Depuis le confinement, les médias parlent de ce virus comme des grèves : « Comment les gens vont-ils faire s’ils ne peuvent plus aller travailler ? », « Combien les entreprises vont-elles perdre dans l’histoire ? ». Bien sûr, ces questions se posent, même si l’économiste Bernard Friot(3) aurait bien des réponses à donner à la première et que la seconde, comme je l’ai montré, ne concerne sûrement pas toutes les entreprises car certaines font leur beurre bien plus qu’en temps normal. Et après ? Eh bien on nous dira certainement que notre société a dû évoluer. Cela passera peut-être à nouveau par le terme « austérité » : l’économie doit « remonter la pente », les (ex-)travailleurs doivent comprendre… (et surtout pourquoi se remettre à payer des gens sans lesquels ça tournait finalement pas plus mal ?). Cela aura des allures de victoire malgré tout car le virus sera vaincu (au moins pour un temps) grâce à la Science et à l’État qui nous auront permis de continuer à consommer comme de juste, envers et contre tout. 

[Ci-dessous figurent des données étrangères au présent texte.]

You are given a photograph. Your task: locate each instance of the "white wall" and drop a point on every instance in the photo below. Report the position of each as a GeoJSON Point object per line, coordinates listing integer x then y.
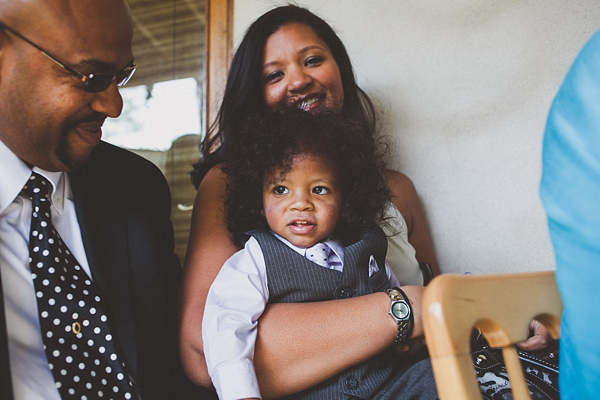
{"type": "Point", "coordinates": [464, 87]}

En ce qui concerne l’État, bien que je ne me permette pas, à l’heure actuelle, de remettre en question la pertinence sanitaire de la décision, je m’interroge quand même sur les motivations profondes de nos dirigeants. Chez nous, cette crise aura permis l’union politique (du moins de façade) qu’on espérait plus et chez nos voisins dont nous nous empressons d’imiter les mesures, il est assez simple de voir que la République avait plutôt à y gagner en interdisant tout rassemblement. Depuis le confinement, Macron respire sûrement mieux.

Quant à la Science, je regrette qu’elle n’apprenne pas à se remettre en question, que les médias attendent le futur vaccin comme le Graal sans parler des moyens simples et efficaces pour booster l’immunité. Motus sur les traitements à la vitamine C testés positivement en Chine ou sur les supplémentations au zinc débutées en Corée du Sud… Les statistiques sont presque toujours citées en chiffres « bêtes et méchants » : 1 cas, 10 cas le lendemain… Oui, mais sur combien de personnes testées ? Si c’est 1 cas sur 10 tests puis 10 cas sur 100 tests, alors la proportion reste la même. Mais on nous donne rarement le moyen de relativiser. Pourquoi donner aux gens confiance là où la peur fonctionne si bien ? De là à imaginer comme prochaine mesure une obligation légale d’être tous vaccinés contre le Covid-19 dans un an, il n’y a qu’un pas que je n’aimerais pas être obligée de franchir.

Notes et références

  1. Anthony de Mello, Dieu est là, dehors, éd. Desclée de Brouwer, 1996.
  2. « On utilise un masque mais on respire. »
  3. Bernard Friot, Émanciper le travail, éditions La Dispute, 2014.